A number of studies were devised to investigate the willingness of job applicants to fake cultural fit on these two dimensions. The initial studies involved participants applying to an imaginary firm online. The participants were divided into three groups. Each group completed an online personality test, which participants were told was to be used to identify candidates for interview. Prior to taking the test the participants in two groups were culturally primed, with one group receiving an email from an “employee” of the firm suggesting that the culture of the organization was very competitive, and the other group getting an email indicating a non-competitive culture. The third group did not receive an email. Two weeks later, for the second part of the study, participants were asked to complete the same online personality test, but with the instruction to respond as honestly as possible. The same exercise was conducted for the innovation dimension.

The authors could then assess the differences between the ‘primed’ and the ‘honest’ responses, and compare those with the non-email control group. The results showed that the applicants behaved like corporate chameleons, adapting their behavior to the immediate circumstances in order to improve their odds of hiring success. They did so by skewing their personality questionnaire responses to create the impression that they possessed certain personality traits – more or less competitive or innovative than they actually were – depending on the perceived organizational culture of the employer.

Further studies confirmed the link between the participants’ perception of an organization’s culture and the participants’ responses. They also demonstrated that participants will still adapt their test answers, although to a lesser extent, even when able to choose the organization they are applying to (and therefore theoretically more likely to select an organization that is naturally a good cultural fit). The findings were also replicated using real job applicants and regardless of job type or level.

The impact of faking

Although the tendency to fake was well established by the studies, it is less clear what effect the faking phenomenon has on the performance of an organization. The authors suggest that both positive and negative consequences are plausible.

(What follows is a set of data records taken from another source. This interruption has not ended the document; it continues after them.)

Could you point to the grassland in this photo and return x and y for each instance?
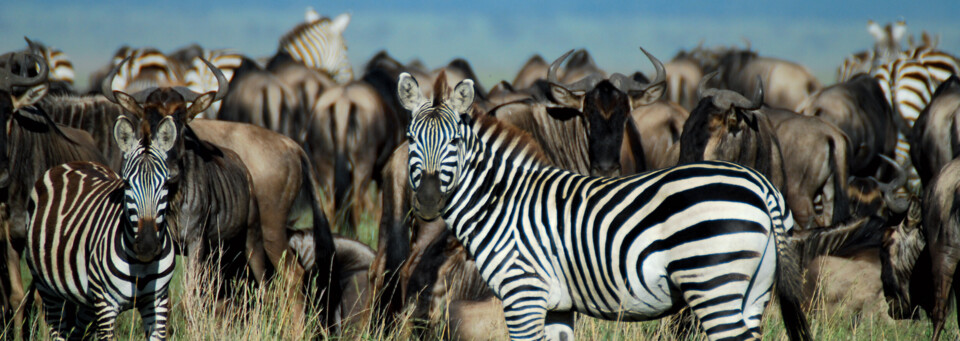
(262, 312)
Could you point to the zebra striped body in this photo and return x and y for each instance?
(908, 82)
(97, 243)
(80, 256)
(550, 242)
(318, 43)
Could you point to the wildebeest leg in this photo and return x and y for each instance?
(944, 269)
(256, 257)
(559, 325)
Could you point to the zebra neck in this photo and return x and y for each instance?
(485, 188)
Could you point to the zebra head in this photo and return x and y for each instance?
(146, 173)
(150, 137)
(23, 82)
(439, 138)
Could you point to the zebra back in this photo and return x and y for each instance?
(81, 200)
(318, 43)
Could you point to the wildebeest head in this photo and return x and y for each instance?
(605, 105)
(903, 245)
(150, 135)
(153, 105)
(718, 128)
(23, 78)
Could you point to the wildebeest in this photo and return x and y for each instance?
(859, 108)
(30, 145)
(935, 139)
(727, 126)
(584, 126)
(352, 133)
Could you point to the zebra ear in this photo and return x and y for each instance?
(124, 135)
(462, 97)
(166, 134)
(409, 91)
(339, 24)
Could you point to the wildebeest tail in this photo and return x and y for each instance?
(328, 292)
(789, 275)
(841, 197)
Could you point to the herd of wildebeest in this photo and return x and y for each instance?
(284, 154)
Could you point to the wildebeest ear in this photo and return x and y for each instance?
(124, 134)
(200, 104)
(339, 24)
(649, 95)
(565, 97)
(462, 96)
(409, 92)
(166, 134)
(31, 96)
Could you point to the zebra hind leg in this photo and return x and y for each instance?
(60, 315)
(559, 325)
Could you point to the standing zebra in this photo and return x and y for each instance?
(908, 82)
(97, 243)
(550, 242)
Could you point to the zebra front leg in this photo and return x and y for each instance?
(559, 325)
(525, 315)
(106, 314)
(154, 314)
(59, 315)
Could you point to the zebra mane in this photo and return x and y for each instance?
(501, 137)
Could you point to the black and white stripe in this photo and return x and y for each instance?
(908, 82)
(97, 243)
(550, 242)
(318, 43)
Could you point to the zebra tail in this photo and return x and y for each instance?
(326, 272)
(788, 278)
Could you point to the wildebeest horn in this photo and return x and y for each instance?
(8, 79)
(584, 84)
(633, 86)
(896, 205)
(552, 71)
(222, 83)
(107, 86)
(702, 90)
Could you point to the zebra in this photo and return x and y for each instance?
(908, 83)
(317, 43)
(97, 242)
(549, 242)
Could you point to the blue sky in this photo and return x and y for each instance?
(495, 36)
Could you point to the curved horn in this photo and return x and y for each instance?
(8, 79)
(661, 70)
(552, 71)
(107, 86)
(702, 90)
(222, 83)
(896, 205)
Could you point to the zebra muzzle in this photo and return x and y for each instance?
(147, 243)
(428, 201)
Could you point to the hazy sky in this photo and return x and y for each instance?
(495, 36)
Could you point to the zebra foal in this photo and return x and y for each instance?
(550, 242)
(97, 242)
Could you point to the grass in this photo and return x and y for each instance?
(263, 312)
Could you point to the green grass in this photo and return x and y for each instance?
(262, 312)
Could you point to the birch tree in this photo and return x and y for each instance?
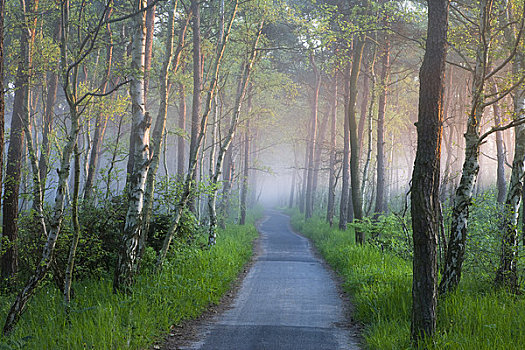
(196, 108)
(242, 85)
(127, 264)
(425, 205)
(71, 58)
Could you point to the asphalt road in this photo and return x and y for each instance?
(288, 300)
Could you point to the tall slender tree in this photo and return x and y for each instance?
(21, 108)
(127, 264)
(425, 204)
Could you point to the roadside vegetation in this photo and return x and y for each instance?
(194, 276)
(378, 276)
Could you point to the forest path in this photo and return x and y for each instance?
(288, 300)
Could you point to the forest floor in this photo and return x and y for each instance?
(289, 299)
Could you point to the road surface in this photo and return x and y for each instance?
(288, 300)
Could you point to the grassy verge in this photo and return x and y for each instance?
(475, 317)
(191, 280)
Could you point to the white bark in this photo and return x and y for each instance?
(141, 122)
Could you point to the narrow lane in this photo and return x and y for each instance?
(288, 300)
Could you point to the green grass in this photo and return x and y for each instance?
(475, 317)
(191, 280)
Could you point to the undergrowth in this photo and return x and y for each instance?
(379, 281)
(191, 280)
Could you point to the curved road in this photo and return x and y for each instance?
(287, 301)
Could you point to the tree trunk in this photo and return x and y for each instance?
(309, 195)
(462, 199)
(49, 114)
(244, 188)
(76, 231)
(2, 96)
(160, 122)
(506, 275)
(148, 53)
(330, 208)
(127, 264)
(101, 122)
(195, 129)
(380, 183)
(343, 207)
(371, 68)
(9, 260)
(242, 87)
(501, 183)
(354, 142)
(318, 154)
(181, 142)
(364, 101)
(425, 204)
(18, 306)
(193, 158)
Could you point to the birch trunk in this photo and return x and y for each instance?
(506, 275)
(181, 142)
(193, 158)
(21, 109)
(49, 109)
(380, 183)
(309, 195)
(127, 264)
(370, 118)
(343, 207)
(18, 306)
(244, 186)
(354, 142)
(2, 96)
(458, 228)
(101, 121)
(76, 231)
(160, 123)
(333, 145)
(425, 204)
(501, 182)
(225, 145)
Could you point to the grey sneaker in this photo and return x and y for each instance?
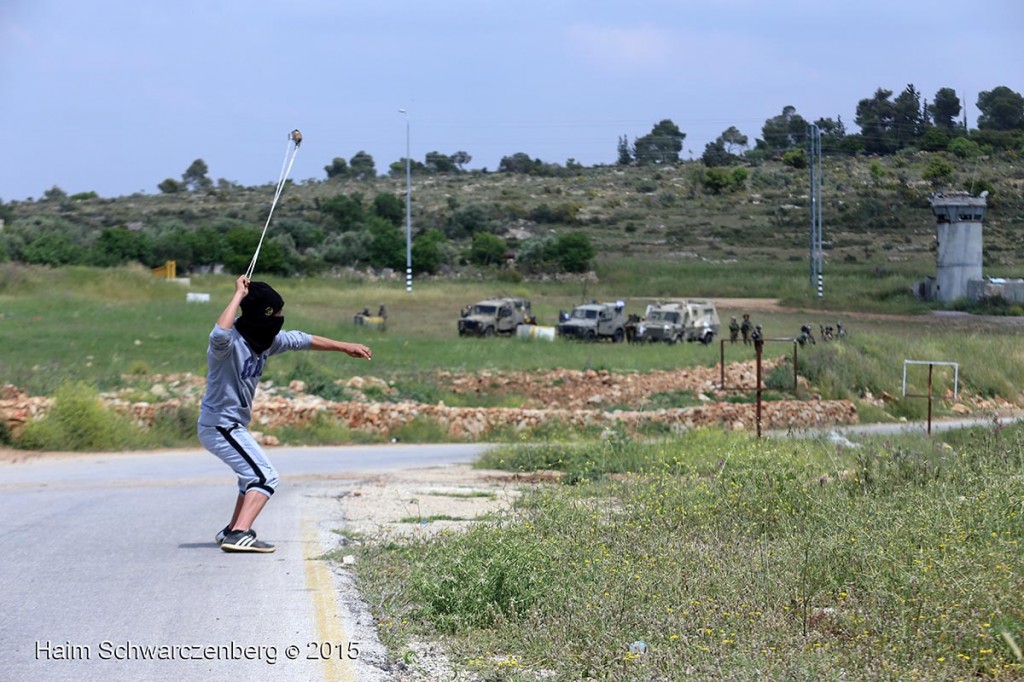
(219, 538)
(245, 541)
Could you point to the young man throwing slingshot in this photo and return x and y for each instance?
(236, 358)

It is possible that an applicant’s ability to infer the characteristics and qualities valued by a specific organization indicates skills and abilities in an applicant that may translate into higher work performance.

However, on the downside, research has shown that a high cultural fit between employee and employer is positively associated with a number of desirable employee work attitudes and behaviors. If applicants are faking their person–organization fit it is very possible that these benefits may not be obtained by organizations. Indeed, a lack of genuine cultural fit may cause problems, such as lower job satisfaction and commitment, and higher employee turnover, negatively impacting both applicants and organisation in the long run. Also it is possible to imagine situations, where person–organization fit is particularly critical for job performance, so much so that faking cultural fit could prove a significant problem for organizations.

The authors also note that existing methods to identify or deter fakery may not be that effective when dealing with job applicants that skew their responses to maximise cultural fit. It is not really possible to fact-check the personality of all applicants and reveal the corporate chameleons behind the camouflage. In conjunction with specialist assessment psychologists, perhaps assessment processes could be devised that disguise the intention of the exercise and reduce the likelihood of faking to fit. Or alternative methods found for assessing applicant suitability alongside personality assessment. At the very least, though, the research by Roulin and Krings highlights an issue that hirers need to be aware of and account for during the recruitment process.

Related research paper: Roulin, N., & Krings, F. (2019). Faking to fit in: Applicants’ response strategies to match organizational culture. Journal of Applied Psychology. Advance online publication.